# Audio Help!



## BLACKOUT (Mar 23, 2005)

I have a DUAL 2 12" Subwoofer/Box "XNBP12D" specs:
Two 12" subwoofers in a bandpass box 
1,100 watts peak handling capacity; 400 watts RMS 
Injection-molded polypropylene woofer cone with neodymium poly-treated foam surround 
Low-Q optimized dual drivers 
4-port (4"), dual-chamber bandpass design 
Dual IllumiNITE technology creates an iridescent blue glow 
Plexi subwoofer viewing window, mirrored chamber and carpeted enclosure 
No crossovers needed for simplified installation; easy add-on for existing systems. 
Frequency response: 24 - 180Hz 
Sensitivity: 89dB 
Impedance: 4 ohms 
Continuous Power Handling 600 watts
Peak Power Handling 1100 watts
Connection Type Terminal cup
Number of Voice Coils Single
Efficiency 89dB
Frame Material Stamped metal 
Surround Material Poly-treated foam









I also have a ALPINE Mono Amp "MRD-M300" specs:
150 watts RMS x 1 at 4 ohms
300 watts RMS x 1 at 2 ohms
MOSFET power supply and output stage
STAR Topology for cleaner sound
low-pass digital crossover, 30-200 Hz, 24 dB/octave
variable subsonic filter (15-50 Hz in 5 Hz steps)
parametric EQ variable from 30-160 Hz
Bass Compensator enhances low-end definition
top-mounted digital control center with cover
time correction 0-10 milliseconds in 0.5ms steps
phase correction 0-180 selectable
digital readout
detachable front cover
blue power LED
delayed turn-on
requires 8-gauge power and ground leads wiring and hardware not included with amplifier
speaker- and preamp-level inputs
gold-plated terminals


I know im not pushing my subs to there fullest. Does anyone recommaned
a AMP that can push, what my subs can handle? And a real good website to?
I have a panasonic head unit, the volume go's up to "40" i only turn it up to
"37". So i like to play my music load. So i need a AMP that will push my subs,
but not to blow them.
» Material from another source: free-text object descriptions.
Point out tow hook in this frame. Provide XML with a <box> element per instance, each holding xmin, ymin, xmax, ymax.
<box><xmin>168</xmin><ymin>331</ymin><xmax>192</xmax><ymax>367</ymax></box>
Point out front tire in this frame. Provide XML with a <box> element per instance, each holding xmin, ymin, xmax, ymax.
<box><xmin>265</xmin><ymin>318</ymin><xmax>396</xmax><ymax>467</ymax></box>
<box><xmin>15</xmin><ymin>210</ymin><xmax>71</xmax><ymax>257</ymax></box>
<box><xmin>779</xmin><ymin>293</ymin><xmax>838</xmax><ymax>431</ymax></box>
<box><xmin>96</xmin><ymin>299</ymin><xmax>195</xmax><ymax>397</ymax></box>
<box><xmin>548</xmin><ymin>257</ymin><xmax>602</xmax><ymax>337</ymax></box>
Can anyone help?


----------



## crazijoe (Oct 19, 2004)

http://www.audiobahninc.com/


----------



## JamesO (Mar 30, 2005)

http://www.phoenixgold.com/2004/amps.html

JamesO


----------



## yustr (Sep 27, 2004)

My son has a Kenwood amp driving his Kicker 12" sub...it's shaken the [email protected]#$ out of his Neon.


One Site Here


----------



## D_Unit_39 (Jun 19, 2005)

300watts should pound those subs reasonablly loud...on your deck do you have a subwoofer volume..if so try cranking it up more, and what are your gains set at..when you set your gains on the amp, you turn the deck up to your regular listening level then slowly turn the gain on the amp up until you hear distortion(clipping), then turn it back a little bit..i have 2 10s and 430watt rms amp and its plenty loud..but if you do want a better amp, id go with something from rockford fosgate, www.rockfordfosgate.com
but before you go and buy another amp, check your gains and what not...unless money isn't an issue, just go buy another amp. :laugh: 
Dennis


----------